Khosla estimates that he currently has around 75 writs and other cases that he is personally involved in as petitioner or respondent, many of which target reform of the judicial system. (In October 2014, he also began representing Somnath Bharti before a magistrate’s court in relation to the former minister’s allegedly “racist”, vigilante “midnight raid” of a house in his Khirki Extension constituency.)

But before all that, in 2009, Khosla had filed a writ in the Delhi high court seeking a declaration that he could audio record court proceedings.

Eventually, on 25 February 2011, Delhi high court Justice SN Dhingra took up the writ suo motu and referred it to a larger bench, noting that permitting petitioners to record their own audio carried the risk of tampering with recordings, which could then be released to the media or used in appeals to undermine the court.

However, Dhingra was sympathetic to Khosla’s cause, and said: “I consider that it is high time that the Court and State should consider introduction of authenticated audio/video recording of the proceedings in all Courts, more specifically in District Courts.”

“In my view audio and video recording shall help smooth functioning of the District Courts where the District Judges and Civil Judges work in adverse circumstances and do not have power of contempt. When they refer matters of contempt to the High Court, pleas are taken that incident had not happened or a manipulated version was put forward,” wrote Dhingra.

“This will also discipline not only the Judges who do not come to the Courts in time but will also discipline the advocates and litigants who many a times try to obtain order from the Court either by show of force or abusing more specifically when an advocate is an accused before the Court and entire Bar surrounds the Judge.

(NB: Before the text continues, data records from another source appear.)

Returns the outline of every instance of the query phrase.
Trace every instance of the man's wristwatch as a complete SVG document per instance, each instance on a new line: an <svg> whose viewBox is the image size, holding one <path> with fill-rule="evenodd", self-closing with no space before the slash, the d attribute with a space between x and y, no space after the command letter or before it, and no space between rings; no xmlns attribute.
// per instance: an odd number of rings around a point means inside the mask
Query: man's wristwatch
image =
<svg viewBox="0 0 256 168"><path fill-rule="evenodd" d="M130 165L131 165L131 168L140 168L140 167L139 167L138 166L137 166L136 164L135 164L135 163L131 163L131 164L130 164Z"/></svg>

I, therefore consider that it is high time that High Court should consider the introduction of such measures of audio/video recording in trial Courts as well in this Court.”

Dhingra might be in a minority among the Delhi judiciary with that view.

Khosla’s 2009 writ asking for the high court to tell the government to frame rules to allow audio recording, was dismissed by then-Chief Justice Dipak Misra and Justice Sanjiv Khanna on 9 August 2011, arguing that they could not compel the legislature to make a law.

Khosla is contesting that judgment, in part alleging that Khanna had pre-decided to resist audio recording after a full court meeting held on 14 May 2010 to “finalize the stand of this Court, in the matter”. Khosla obtained extracts from the meeting with a Right to Information (RTI) request [RTI reply, page 10].

According to the extract, the full court, except for justices Sanjay Kishan Kaul, S Ravindra Bhat and S Murlidhar who recused themselves, “decided to contest the matter on the judicial side”. While Justice Misra only joined the Delhi high court 10 days after that meeting on 24 May 2010, Khosla argued that Justice Khanna did not recuse himself, as he should have, according to the minutes.